Home > Romance > Wild Enchantress > Page 11
Wild Enchantress Page 11

by Anne Mather


  ‘Get out of here!’ he commanded violently.

  Catherine began to tremble again, but she refused to let him see how he had hurt her. ‘What are you going to do with those sketches?’ she asked quietly, and he swung round to face her.

  ‘These?’ He picked up the sketches from the table nearby where he had tossed them minutes before. His expression was cold and sardonic. ‘What am I going to do with these? Why, what I always do with things that don't please me: I destroy them!’ And before she realised his intention, he had torn the charcoal drawings into shreds and thrown the pieces into the waste bin.

  Catherine was appalled. They had been so brilliant, so alive, so much a part of her that his destruction of them seemed like a partial destruction of herself.

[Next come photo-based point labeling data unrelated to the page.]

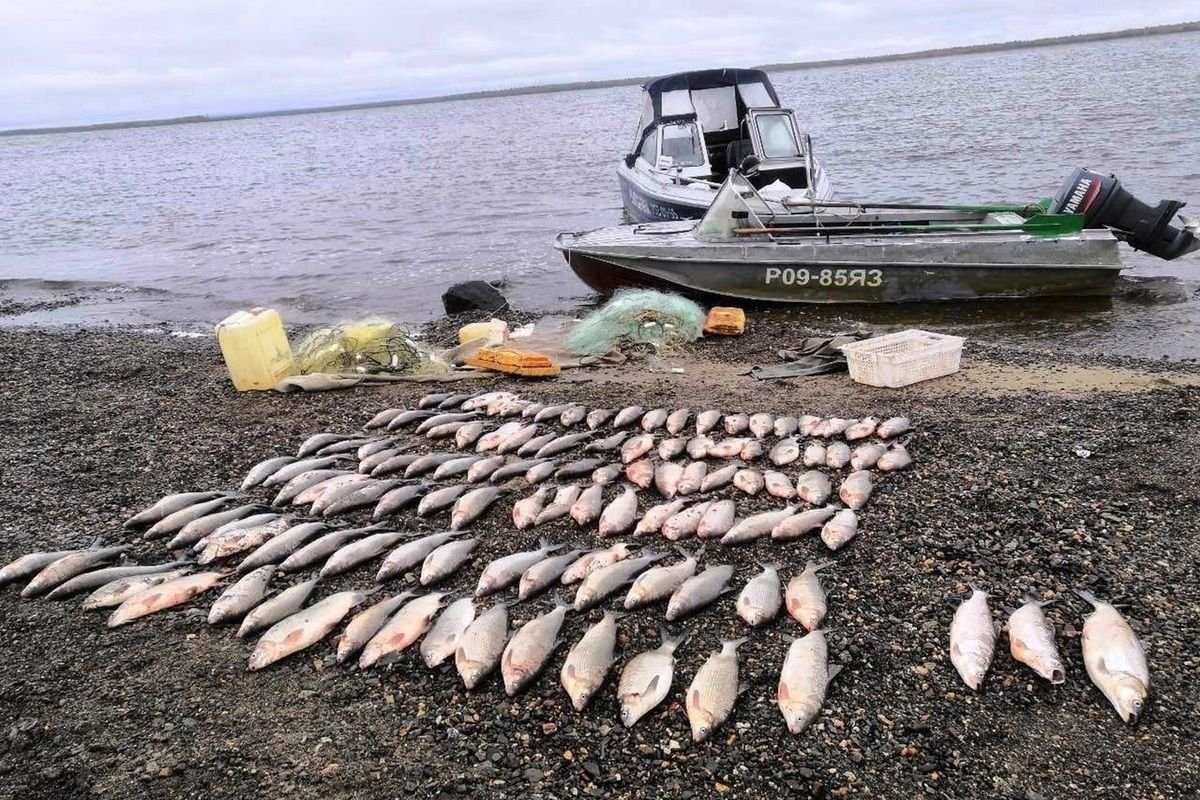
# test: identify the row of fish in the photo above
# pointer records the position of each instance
(1113, 655)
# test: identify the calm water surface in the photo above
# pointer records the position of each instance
(331, 216)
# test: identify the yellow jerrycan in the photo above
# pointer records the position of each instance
(256, 348)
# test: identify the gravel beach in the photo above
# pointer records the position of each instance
(99, 423)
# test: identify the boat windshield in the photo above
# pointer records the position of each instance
(737, 205)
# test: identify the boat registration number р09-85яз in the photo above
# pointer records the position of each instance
(802, 277)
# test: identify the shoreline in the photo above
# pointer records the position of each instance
(101, 422)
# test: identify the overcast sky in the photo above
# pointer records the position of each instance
(67, 61)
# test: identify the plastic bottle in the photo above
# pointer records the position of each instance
(256, 348)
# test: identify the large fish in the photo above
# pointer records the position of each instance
(61, 570)
(646, 680)
(529, 648)
(805, 597)
(246, 593)
(443, 638)
(699, 590)
(1114, 659)
(165, 595)
(304, 629)
(411, 554)
(804, 680)
(481, 645)
(402, 631)
(276, 608)
(507, 570)
(1031, 641)
(761, 597)
(713, 691)
(445, 560)
(972, 638)
(607, 579)
(589, 660)
(660, 582)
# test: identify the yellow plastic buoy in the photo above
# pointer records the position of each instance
(256, 349)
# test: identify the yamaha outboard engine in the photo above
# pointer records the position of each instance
(1105, 204)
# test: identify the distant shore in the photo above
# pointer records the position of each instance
(1157, 30)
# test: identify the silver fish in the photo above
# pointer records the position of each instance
(445, 560)
(481, 645)
(529, 648)
(699, 590)
(814, 487)
(246, 593)
(840, 529)
(761, 597)
(276, 608)
(402, 631)
(443, 638)
(1114, 659)
(646, 680)
(713, 691)
(972, 638)
(411, 554)
(1031, 642)
(304, 629)
(589, 660)
(807, 522)
(804, 680)
(805, 597)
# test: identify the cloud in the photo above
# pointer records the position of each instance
(75, 61)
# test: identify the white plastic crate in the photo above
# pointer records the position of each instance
(901, 359)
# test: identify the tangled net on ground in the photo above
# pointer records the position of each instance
(637, 320)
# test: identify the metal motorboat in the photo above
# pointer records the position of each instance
(696, 126)
(847, 251)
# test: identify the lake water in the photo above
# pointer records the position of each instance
(333, 216)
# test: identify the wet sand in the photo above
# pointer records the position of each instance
(100, 423)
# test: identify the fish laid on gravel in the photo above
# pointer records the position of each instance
(561, 506)
(589, 660)
(748, 481)
(401, 631)
(411, 554)
(646, 680)
(276, 608)
(443, 638)
(507, 570)
(304, 629)
(856, 489)
(757, 525)
(114, 593)
(246, 593)
(531, 647)
(1115, 660)
(364, 625)
(61, 570)
(481, 645)
(593, 560)
(972, 638)
(619, 515)
(699, 590)
(717, 519)
(841, 528)
(1031, 641)
(169, 505)
(607, 579)
(445, 560)
(165, 595)
(805, 597)
(804, 680)
(713, 691)
(761, 597)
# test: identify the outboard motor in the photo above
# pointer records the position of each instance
(1105, 204)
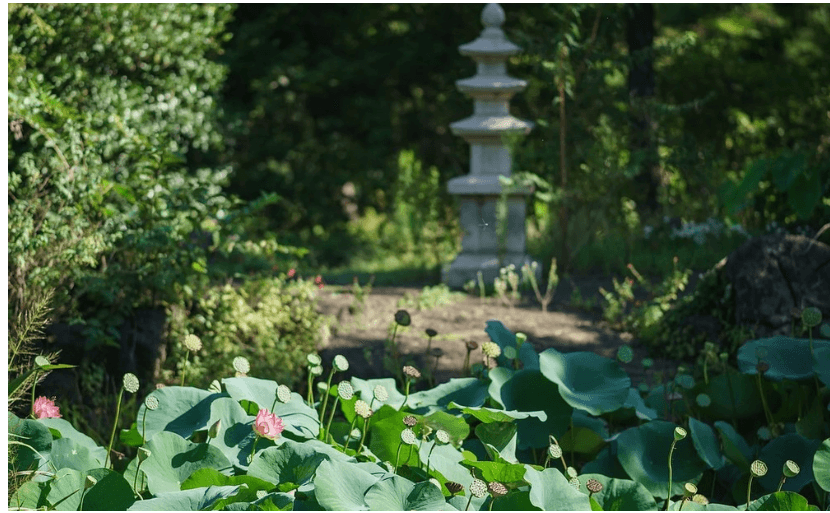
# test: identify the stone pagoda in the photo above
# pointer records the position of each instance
(478, 193)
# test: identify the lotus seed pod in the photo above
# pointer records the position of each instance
(345, 390)
(491, 349)
(213, 432)
(284, 394)
(593, 486)
(411, 372)
(700, 499)
(380, 393)
(811, 317)
(341, 364)
(689, 490)
(151, 402)
(241, 365)
(193, 343)
(408, 436)
(497, 489)
(130, 382)
(791, 469)
(625, 354)
(478, 488)
(555, 451)
(454, 487)
(402, 318)
(758, 469)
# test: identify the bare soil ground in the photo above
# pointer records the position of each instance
(360, 336)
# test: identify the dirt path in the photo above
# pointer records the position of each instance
(360, 336)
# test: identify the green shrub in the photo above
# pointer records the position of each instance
(271, 322)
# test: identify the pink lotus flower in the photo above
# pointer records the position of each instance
(268, 425)
(46, 409)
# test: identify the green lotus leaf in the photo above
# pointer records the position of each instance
(111, 493)
(504, 338)
(790, 446)
(545, 397)
(586, 380)
(298, 418)
(466, 391)
(173, 459)
(643, 452)
(735, 447)
(487, 415)
(398, 494)
(195, 499)
(620, 494)
(291, 462)
(550, 491)
(182, 410)
(732, 394)
(780, 501)
(339, 486)
(60, 428)
(788, 358)
(706, 443)
(36, 436)
(821, 465)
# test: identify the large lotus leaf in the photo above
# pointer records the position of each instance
(291, 462)
(550, 491)
(236, 427)
(586, 380)
(63, 429)
(36, 436)
(172, 460)
(790, 446)
(529, 390)
(111, 492)
(298, 418)
(735, 447)
(732, 394)
(339, 486)
(487, 415)
(504, 338)
(780, 501)
(65, 490)
(821, 465)
(398, 494)
(706, 443)
(66, 453)
(620, 494)
(788, 358)
(466, 391)
(195, 499)
(182, 410)
(644, 451)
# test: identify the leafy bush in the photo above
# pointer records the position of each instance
(270, 321)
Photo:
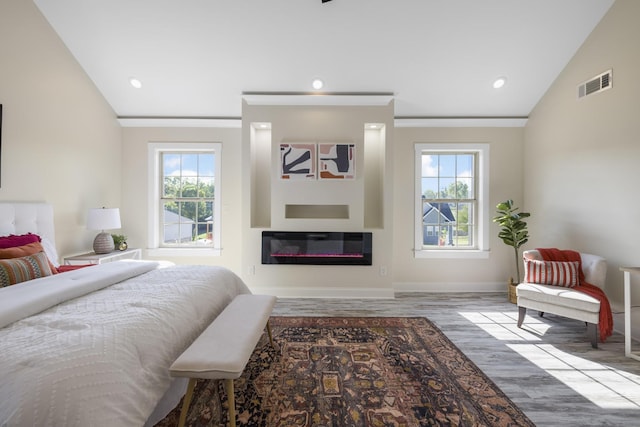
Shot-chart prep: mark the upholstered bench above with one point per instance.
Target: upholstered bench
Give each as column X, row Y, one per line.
column 223, row 349
column 564, row 301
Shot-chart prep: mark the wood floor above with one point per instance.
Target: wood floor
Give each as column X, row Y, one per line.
column 548, row 368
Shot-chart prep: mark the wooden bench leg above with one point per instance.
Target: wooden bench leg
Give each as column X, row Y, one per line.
column 269, row 332
column 592, row 331
column 521, row 313
column 186, row 402
column 231, row 401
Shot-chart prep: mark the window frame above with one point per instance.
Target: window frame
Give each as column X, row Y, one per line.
column 155, row 180
column 482, row 205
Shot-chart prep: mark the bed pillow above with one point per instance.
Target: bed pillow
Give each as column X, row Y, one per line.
column 50, row 250
column 20, row 251
column 557, row 273
column 18, row 270
column 13, row 240
column 30, row 249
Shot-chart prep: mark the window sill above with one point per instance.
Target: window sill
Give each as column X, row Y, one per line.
column 451, row 254
column 183, row 252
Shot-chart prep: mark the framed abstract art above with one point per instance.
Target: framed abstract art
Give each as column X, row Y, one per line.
column 336, row 161
column 298, row 161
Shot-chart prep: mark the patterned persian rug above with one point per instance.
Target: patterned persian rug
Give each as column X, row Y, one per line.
column 362, row 371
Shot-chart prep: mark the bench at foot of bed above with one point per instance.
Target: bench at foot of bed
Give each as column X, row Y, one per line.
column 223, row 349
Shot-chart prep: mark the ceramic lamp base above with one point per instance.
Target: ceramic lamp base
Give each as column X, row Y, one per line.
column 103, row 243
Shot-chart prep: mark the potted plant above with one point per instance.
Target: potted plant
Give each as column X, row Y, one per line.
column 513, row 232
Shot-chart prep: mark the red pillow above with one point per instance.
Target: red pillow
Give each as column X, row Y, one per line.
column 13, row 240
column 26, row 250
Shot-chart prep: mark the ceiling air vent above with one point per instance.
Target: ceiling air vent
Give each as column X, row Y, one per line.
column 596, row 84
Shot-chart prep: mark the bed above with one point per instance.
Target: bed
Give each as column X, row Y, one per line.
column 93, row 346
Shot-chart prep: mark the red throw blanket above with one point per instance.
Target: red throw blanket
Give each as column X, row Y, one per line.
column 605, row 323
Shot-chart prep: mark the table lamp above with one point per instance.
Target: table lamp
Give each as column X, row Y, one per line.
column 103, row 219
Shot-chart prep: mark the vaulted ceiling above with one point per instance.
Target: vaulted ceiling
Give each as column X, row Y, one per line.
column 195, row 58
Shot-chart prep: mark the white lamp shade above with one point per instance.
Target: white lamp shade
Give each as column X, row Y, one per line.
column 103, row 219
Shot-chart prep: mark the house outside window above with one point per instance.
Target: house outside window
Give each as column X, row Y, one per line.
column 451, row 211
column 184, row 190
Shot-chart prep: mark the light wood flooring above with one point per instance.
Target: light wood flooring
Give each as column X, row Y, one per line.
column 548, row 368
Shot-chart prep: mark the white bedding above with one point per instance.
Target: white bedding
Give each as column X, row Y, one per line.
column 102, row 359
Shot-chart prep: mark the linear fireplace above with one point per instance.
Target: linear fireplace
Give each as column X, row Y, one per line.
column 316, row 248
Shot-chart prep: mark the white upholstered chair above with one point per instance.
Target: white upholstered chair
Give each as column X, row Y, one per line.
column 563, row 301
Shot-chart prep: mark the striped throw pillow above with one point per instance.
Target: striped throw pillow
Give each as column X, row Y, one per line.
column 16, row 270
column 557, row 273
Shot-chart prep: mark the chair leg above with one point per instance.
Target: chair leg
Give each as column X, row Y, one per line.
column 521, row 312
column 592, row 331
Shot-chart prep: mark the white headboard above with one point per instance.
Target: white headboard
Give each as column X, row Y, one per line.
column 26, row 217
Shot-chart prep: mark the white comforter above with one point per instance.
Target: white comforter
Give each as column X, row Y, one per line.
column 102, row 359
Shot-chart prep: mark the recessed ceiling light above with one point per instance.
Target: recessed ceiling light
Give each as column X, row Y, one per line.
column 135, row 82
column 500, row 81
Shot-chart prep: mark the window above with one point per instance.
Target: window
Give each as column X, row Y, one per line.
column 451, row 200
column 184, row 191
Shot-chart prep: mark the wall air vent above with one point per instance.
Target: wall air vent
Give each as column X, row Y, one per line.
column 597, row 84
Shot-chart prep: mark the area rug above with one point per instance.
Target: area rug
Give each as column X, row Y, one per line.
column 351, row 371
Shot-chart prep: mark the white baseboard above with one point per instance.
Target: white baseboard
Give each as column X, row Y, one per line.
column 449, row 287
column 302, row 292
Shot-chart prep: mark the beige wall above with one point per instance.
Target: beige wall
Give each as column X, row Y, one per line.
column 368, row 197
column 506, row 147
column 581, row 155
column 60, row 140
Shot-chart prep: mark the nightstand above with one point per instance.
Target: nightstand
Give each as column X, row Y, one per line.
column 93, row 258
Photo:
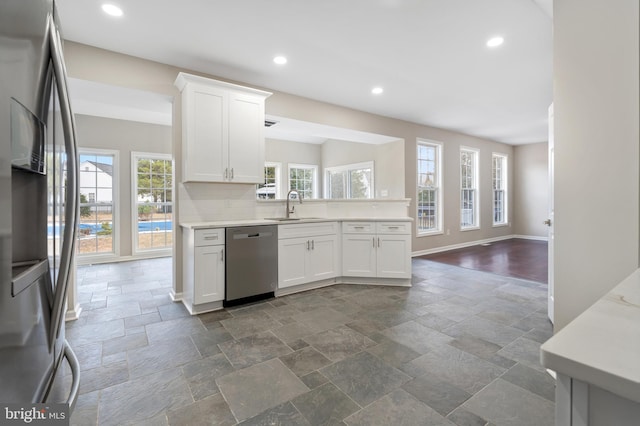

  ‘You—you swine!’ she choked, staring down into the bin, seeing the scattered scraps of paper like some fantastic jigsaw puzzle that could never be solved.

  ‘Now perhaps you'll keep away from me,’ he snarled. ‘You have to live in my house—but that's enough!'

  Catherine stared at him blankly. ‘You don't honestly think it's as easy as that!'

  ‘Don't I?'

  ‘You drew those sketches.'

  ‘Yes, I did. And you know why.'

  ‘Pagan motherhood? Oh, yes, I remember. But I never posed for you. Does Laura know about this?'

  ‘Keep Laura's name out of it!'

  ‘Why should I? She's so proud of you.’ Catherine's voice broke on the words, but pride and something else, something she did not want to acknowledge, was driving her on. ‘I'd have thought she would be the first to compliment you on the vividness of your imagina—'

  ‘Shut up!'

  With a tormented groan, he reached for her, and shuddered.

  His hands slid over her shoulders and down her arms, finding her hands and gripping them tightly. ‘Oh, Catherine—Catherine!'

  He spoke her name against her mouth, his breath filling her throat, parting her lips with his tongue and caressing them with his own. His eyes were open, looking into hers, but when she moved against him, she saw the darkening emotion narrowing their tawny penetration. His hands closed on the tops of her thighs and she felt the iron hardness of his body. She lifted her arms to his waist, hooking her thumbs into the low waistband of his jeans, pressing herself closer.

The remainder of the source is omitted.